New graduates “are definitely going to be very impacted,” Moore said. A separate fidelity report A report released earlier this month found that 65 percent of recent college graduates whose federal student loan payments are currently on hold “do not know how they will begin paying their student loans once the emergency moratorium is lifted.” Similar people said their loans Holds them back from participating in financial milestones, such as saving for retirement or getting married.

These younger workers have less economic buffer than older generations while dealing with rising costs of everything from food to housing. On average, they carry more student debt than their older counterparts (boomers have the largest average balances due to compounding interest).

That said, “this is a problem that will affect all ages,” Moore said. “Whether you’re taking on debt for yourself or your children’s education, people of all ages are facing higher costs, and adding another expense will make saving for retirement a challenge.”

While not being able to save for retirement is bad enough, Moore predicts that the more than 40 million people whose payments are due will face other financial challenges. That could have a bigger impact on retirement accounts, which workers may turn to as a last resort in an emergency.

“Once payments resume, it will be important to watch 401(k) loan rates for student loan borrowers,” Moore said. “Not only do these borrowers have fewer options to choose from during times of hardship, but they also risk falling into a pattern of lower savings and higher withdrawal rates.”

Borrowers have some options

While workers themselves may not be able to contribute as much, thanks to the SAFE Act 2.0 signed into law late last year, employers will be able to contribute to the retirement accounts of employees who pay student loans starting in 2024.

Those struggling to make payments have several options.They can choose to participate in income-driven repayment plans such as New SAVE program, which can reduce monthly payments to as low as $0. Borrowers can now enroll in the program.

And, as a last resort, they can defer student loan payments for a while.
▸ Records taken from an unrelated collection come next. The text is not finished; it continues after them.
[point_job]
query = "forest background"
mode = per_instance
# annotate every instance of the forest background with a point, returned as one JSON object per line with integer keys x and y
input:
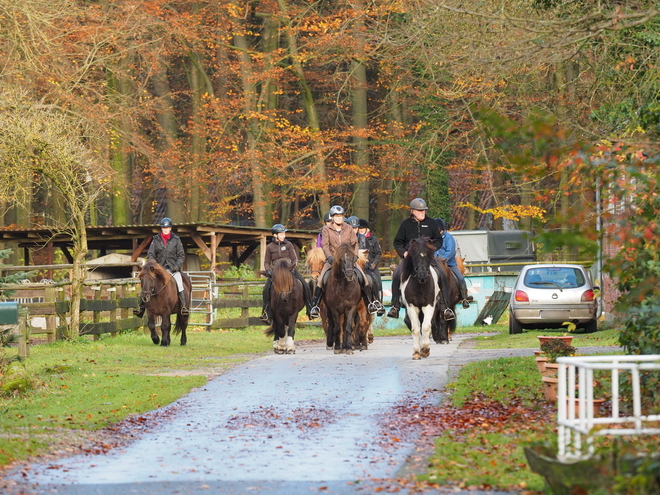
{"x": 115, "y": 112}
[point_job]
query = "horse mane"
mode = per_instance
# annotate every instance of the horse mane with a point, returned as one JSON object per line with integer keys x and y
{"x": 315, "y": 260}
{"x": 282, "y": 279}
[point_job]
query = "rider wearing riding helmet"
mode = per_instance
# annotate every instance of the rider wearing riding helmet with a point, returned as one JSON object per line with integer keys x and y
{"x": 327, "y": 220}
{"x": 370, "y": 243}
{"x": 334, "y": 235}
{"x": 416, "y": 225}
{"x": 167, "y": 249}
{"x": 448, "y": 253}
{"x": 280, "y": 248}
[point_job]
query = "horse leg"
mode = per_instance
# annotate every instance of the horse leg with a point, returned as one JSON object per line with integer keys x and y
{"x": 151, "y": 324}
{"x": 415, "y": 328}
{"x": 182, "y": 326}
{"x": 347, "y": 345}
{"x": 428, "y": 312}
{"x": 165, "y": 326}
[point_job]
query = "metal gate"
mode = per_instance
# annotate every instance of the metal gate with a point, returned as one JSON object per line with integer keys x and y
{"x": 202, "y": 296}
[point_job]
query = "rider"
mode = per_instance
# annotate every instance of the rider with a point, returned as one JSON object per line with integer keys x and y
{"x": 334, "y": 235}
{"x": 280, "y": 248}
{"x": 327, "y": 220}
{"x": 416, "y": 225}
{"x": 167, "y": 249}
{"x": 368, "y": 241}
{"x": 448, "y": 253}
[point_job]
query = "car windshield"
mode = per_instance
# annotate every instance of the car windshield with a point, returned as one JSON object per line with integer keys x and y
{"x": 554, "y": 276}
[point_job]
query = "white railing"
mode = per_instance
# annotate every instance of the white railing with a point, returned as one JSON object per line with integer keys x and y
{"x": 577, "y": 425}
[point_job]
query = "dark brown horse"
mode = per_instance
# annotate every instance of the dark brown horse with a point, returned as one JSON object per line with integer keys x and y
{"x": 161, "y": 298}
{"x": 342, "y": 297}
{"x": 443, "y": 329}
{"x": 363, "y": 333}
{"x": 286, "y": 301}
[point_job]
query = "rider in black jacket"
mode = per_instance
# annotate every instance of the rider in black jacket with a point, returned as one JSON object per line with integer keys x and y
{"x": 417, "y": 225}
{"x": 167, "y": 249}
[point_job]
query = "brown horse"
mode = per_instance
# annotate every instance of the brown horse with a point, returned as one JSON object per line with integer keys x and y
{"x": 362, "y": 333}
{"x": 161, "y": 298}
{"x": 286, "y": 301}
{"x": 442, "y": 329}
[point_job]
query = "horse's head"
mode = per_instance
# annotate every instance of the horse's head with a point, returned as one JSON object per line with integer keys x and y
{"x": 420, "y": 253}
{"x": 345, "y": 260}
The Biden administration announced a one-year grace period for borrowers, from October 1, 2023, to September 30, 2024, during which late payments will not be reported to credit bureaus, and borrowers who do not will not be considered in arrears. pay.In addition, interest will still accrue on the balance, but not capitalizedwhich means it will not be added to the body.

Retirement savings is just one area that could be affected once payments start back up in the fall. Some experts predict a looming “cliff” from student loans to the economy, leading to less spending in other areas.